Xander beugte sich vor. Die Front des Wagens sackte in einer leichten Wellenbewegung ab, gleich darauf war hinter der Windschutzscheibe die Andeutung einer Silhouette zu sehen. Das Gesicht des Fahrers war von einer Kapuze verdeckt, als wüsste der Betreffende exakt, wie er den Kopf halten musste, damit sein Gesicht nicht zu erkennen war. Der Wagen setzte sich langsam in Bewegung. Die Scheinwerfer waren ausgeschaltet. Gleich darauf war das Auto verschwunden, und sie starrten auf einen leeren schwarzen Kreis.
»Verflixt und zugenäht«, fluchte er.
Das Schicksal schien sich mit dem Mörder verbündet zu haben.
Xander blieb vor dem Technikerwagen stehen, um die neuen Informationen sacken zu lassen. Etwas an der Personenbeschreibung der aufgewühlten Frührentnerin veranlasste ihn, in Teglholmen anzurufen, wo er sich zu Birthe durchstellen ließ und sie bat herauszufinden, wo der geistig verwirrte Mann vom Assistens Kirkegård sich befand. Der Friedhofsgräber Svend hatte ihn als Vogelscheuche beschrieben. Xander sah das schmale, hohlwangige Gesicht vor sich. Wie ein Raubvogel, hatte er gedacht. Mit einer besonderen Glut in den Augen. Ob Wahnsinn oder wilde Aggression konnte er nicht sagen, aber er hatte einen Anflug von Angst verspürt, als ihre Blicke sich im Verhörraum begegnet waren.

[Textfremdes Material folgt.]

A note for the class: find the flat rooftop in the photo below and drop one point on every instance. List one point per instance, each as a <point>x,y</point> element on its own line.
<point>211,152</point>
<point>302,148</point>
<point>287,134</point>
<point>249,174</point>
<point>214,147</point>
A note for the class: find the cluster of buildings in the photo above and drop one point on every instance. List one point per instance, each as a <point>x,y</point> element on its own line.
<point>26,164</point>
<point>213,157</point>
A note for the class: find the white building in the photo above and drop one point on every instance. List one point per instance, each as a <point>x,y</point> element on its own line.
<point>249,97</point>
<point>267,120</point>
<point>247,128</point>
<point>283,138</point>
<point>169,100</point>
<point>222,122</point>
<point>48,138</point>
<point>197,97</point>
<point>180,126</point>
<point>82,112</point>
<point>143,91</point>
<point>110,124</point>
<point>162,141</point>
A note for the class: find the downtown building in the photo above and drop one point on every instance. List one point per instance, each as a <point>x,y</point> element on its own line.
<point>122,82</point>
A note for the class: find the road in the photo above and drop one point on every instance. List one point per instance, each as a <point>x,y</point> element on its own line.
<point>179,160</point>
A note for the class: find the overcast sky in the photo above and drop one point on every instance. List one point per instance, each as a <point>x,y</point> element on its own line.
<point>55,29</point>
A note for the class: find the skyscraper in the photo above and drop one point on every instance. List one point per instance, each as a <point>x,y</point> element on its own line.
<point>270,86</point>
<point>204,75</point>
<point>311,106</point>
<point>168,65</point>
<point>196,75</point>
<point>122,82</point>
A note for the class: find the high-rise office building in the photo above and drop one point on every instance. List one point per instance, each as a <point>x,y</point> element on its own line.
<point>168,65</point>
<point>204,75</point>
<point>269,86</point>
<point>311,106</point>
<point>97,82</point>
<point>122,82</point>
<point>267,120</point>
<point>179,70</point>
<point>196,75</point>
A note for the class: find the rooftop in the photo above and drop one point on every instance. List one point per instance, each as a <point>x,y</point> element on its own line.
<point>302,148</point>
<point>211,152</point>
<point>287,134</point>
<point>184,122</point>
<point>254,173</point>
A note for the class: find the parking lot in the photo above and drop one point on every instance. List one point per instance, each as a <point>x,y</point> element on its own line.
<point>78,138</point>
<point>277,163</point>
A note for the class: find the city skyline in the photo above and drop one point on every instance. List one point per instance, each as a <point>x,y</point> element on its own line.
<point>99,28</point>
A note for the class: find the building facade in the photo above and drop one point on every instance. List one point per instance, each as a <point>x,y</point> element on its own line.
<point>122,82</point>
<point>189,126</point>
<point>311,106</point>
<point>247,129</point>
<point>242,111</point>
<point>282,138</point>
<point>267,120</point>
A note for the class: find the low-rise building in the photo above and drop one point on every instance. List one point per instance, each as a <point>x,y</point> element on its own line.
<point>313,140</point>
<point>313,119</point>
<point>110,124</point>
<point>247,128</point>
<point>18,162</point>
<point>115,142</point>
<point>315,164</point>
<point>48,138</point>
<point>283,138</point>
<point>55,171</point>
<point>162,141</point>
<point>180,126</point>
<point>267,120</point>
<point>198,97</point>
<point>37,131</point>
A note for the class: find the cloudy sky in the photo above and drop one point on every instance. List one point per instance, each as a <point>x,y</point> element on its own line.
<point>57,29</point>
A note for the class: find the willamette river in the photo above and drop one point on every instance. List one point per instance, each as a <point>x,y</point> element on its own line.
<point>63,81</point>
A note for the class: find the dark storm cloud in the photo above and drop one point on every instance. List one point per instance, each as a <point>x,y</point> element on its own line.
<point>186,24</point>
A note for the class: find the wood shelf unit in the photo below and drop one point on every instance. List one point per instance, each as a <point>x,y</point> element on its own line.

Die Arme und Beine der Vogelscheuche waren streichholzdünn, aber unter der ungewaschenen Haut hatten seine Muskeln energisch gezuckt.
*
»Bitte«, sagte Xander wenig später und verzog das Gesicht. Er hielt zwei bis zum Rand mit braunem dampfendem Kaffee gefüllte Plastikbecher in den Händen. Josefine und er hatten sich ein wenig aus der Betriebsamkeit und dem grellen Scheinwerferlicht in der Unterführung zurückgezogen.
Sie schenkte ihm ein dankbares Lächeln. Sie konnte jetzt wirklich etwas Aufmunterndes brauchen. Über das grausame Szenario hinaus hatte eine bleischwere Erschöpfung sie befallen.
Sie nahm ihm vorsichtig einen Becher aus der Hand, pustete kurz und trank dann einen Schluck Kaffee, der überraschend gut schmeckte.
»Ich hatte im Gefühl, dass noch mehr Morde passieren würden«, sagte Xander.
Er starrte mit nach innen gewandtem Blick in die Dunkelheit und drehte sich dann zu ihr um. Sein Blick war finster, die Falten an den Augenwinkeln bildeten feine Spinnweben. Lachfalten am Tag, dachte Josefine. Und Kummerfalten in der Nacht.